On the following day, I was taken on a tour of the University, first to the Computer Science Department, where an IBM 4167 had been recently installed; then to the Library where, according to Prof. Dai "we take all journals" - since 1984, that is; third, to the Department of Mechanical Engineering, where the speciality was high precision optics applied particularly to the problem of detecting stress patterns in elastic bodies subjected to bending and twist; and finally to the Institute of Applied Mathematics and Mechanics (where I lectured), actually a small house formerly owned by a priest, now containing a 10-month old VAX computer with 15 terminals. Here I met a Professor Cai, distinguished by the Mao jacket and sandals that, as I was told, he always wore. This Institute had plans to move in 1987 to a new five-storey building with a fluid mechanics lab in the basement.

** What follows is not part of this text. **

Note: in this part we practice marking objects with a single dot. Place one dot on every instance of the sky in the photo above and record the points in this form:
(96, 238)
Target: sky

We then flew on to Chengdu, the capital of Sichuan Province in South-West China, and the gateway to Tibet. Here I was welcomed by Professor Han of the Institute of Mathematics and Physics, one of 7 or 8 Institutes of the Chengdu Branch of the Chinese Academy of Science. His small group of five graduate students and four assistants focus mainly on non-Newtonian fluid mechanics, with interest also in drag reduction and wave surges in lakes caused by landslides. I gave two lectures here on slow viscous flow, which seemed the appropriate topic. We were accommodated at the new guesthouse of the Economics Institute, simple but adequate, and enjoyed excellent spicy Sichuan-style food.

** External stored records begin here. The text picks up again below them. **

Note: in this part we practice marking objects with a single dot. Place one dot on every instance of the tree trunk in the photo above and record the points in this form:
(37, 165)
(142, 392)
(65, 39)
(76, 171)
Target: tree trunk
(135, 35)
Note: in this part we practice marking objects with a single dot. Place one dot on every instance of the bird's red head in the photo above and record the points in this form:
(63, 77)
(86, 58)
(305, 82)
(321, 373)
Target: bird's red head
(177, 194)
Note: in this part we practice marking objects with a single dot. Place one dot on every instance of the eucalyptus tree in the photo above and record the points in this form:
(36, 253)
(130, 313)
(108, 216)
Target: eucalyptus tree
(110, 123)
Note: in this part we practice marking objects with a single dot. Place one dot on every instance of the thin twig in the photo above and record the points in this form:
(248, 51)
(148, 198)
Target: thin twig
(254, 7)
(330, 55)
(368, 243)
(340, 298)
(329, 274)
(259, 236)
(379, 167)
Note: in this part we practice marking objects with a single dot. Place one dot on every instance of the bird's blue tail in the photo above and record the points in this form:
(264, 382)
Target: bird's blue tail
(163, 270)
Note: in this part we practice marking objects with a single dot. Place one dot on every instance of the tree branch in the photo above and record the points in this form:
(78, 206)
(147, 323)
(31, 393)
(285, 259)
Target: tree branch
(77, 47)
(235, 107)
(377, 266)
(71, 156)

Then on to Xi'an where, under the guidance of Li Ou of the Shaanxi Astronomical Observatory, I was taken to see the famed terracotta warriors, discovered in 1974 and excavated since then. It has to be seen to be believed! An amazing relic of an ancient civilisation.
And finally we returned to Beijing, where on 24th September, I visited the Department of Mechanics of Peking University, at the invitation of its Chairman, Wang Ren. Here, they are well equipped with wind tunnels, water channel, shock tubes, etc. The Department admits 70 students each year, of whom 30 ultimately stay on for graduate work.
I gave my final lecture at the Institute of Mechanics, and had interesting discussions on astrophysical fluid dynamics with WenRui Hu, who had been much influenced by C.C.Lin when he returned to China in 1975 to lecture on his controversial work on density waves in explanation of spiral galaxy structure. [I also had been much influenced by C.C.Lin, through his earlier book (c.1955) on Hydrodynamic Stability, which I studied in preparing my Yeats prize essay at Trinity College Cambridge in 1959.]
It was a great honour and privilege to be entertained to dinner that evening in one of the banqueting rooms of the Great Hall of the People by Academician Zhou Pei Yuan, President of Peking University, whose early work on turbulence was known to my own mentor George Batchelor. This was a fitting climax to these three wonderfully memorable weeks.